Along with other people in Kilchoan, who have reported the same, we seem to have had more small birds in our garden this autumn and winter than ever before.  The local sparrowhawk and the ravages of the weather have steadily reduced the number, but our cats, who used to prey on them even though they're already grossly overfed, have given up harrying them....

....until, a couple of evenings ago, the younger cat disgraced herself by killing one of our precious blue tits.

Counting the numbers of each species visiting us is very difficult, but we know that we have at least five blue tits left as we've seen that number all at the same time.  Yet, when they've finished at the peanut feeders, they seem to fly away to great distances so, despite their diminutive size, there must be blue tits coming in from miles around.

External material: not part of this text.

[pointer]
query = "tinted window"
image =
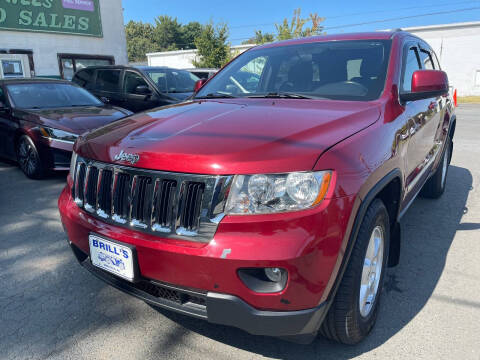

The stars of our bird population at present are the coal tits.  In previous winters, having just one around was cause for excitement, but this winter we have at least four.  They particularly favour the new sunflower seed dispenser - see earlier post here.  They're even smaller than the blue tits, who bully them, for example by chasing them off the feeders.

As always, we're not short of chaffinches: at last count there were over twenty-five at once, feeding on seed.  They're pushy and quarrelsome, but they're also far from bright, the males being even less intellectually gifted than the females.  If the character in this picture looks a bit dazed, he was: he'd just flown into a window and almost brained himself.

Sadly, some of our rarer visitors are missing.  In previous years we've always seen a few siskins, but this winter we haven't seen one.  Perhaps they've been put off by the number of birds milling around in the garden, and will come back when Nature has reduced the numbers further.

All the small birds give us great pleasure, but my favourite remains this one, the dunnock.  They're unassuming birds, minding their own business, and never quarrelling about anything.  They often feed off the bits that the others drop, so they're to be found busying around under the shrubs below the bird feeders.  They're also the friendliest birds, queuing up in an orderly fashion when seed is put out in the half-light of early morning.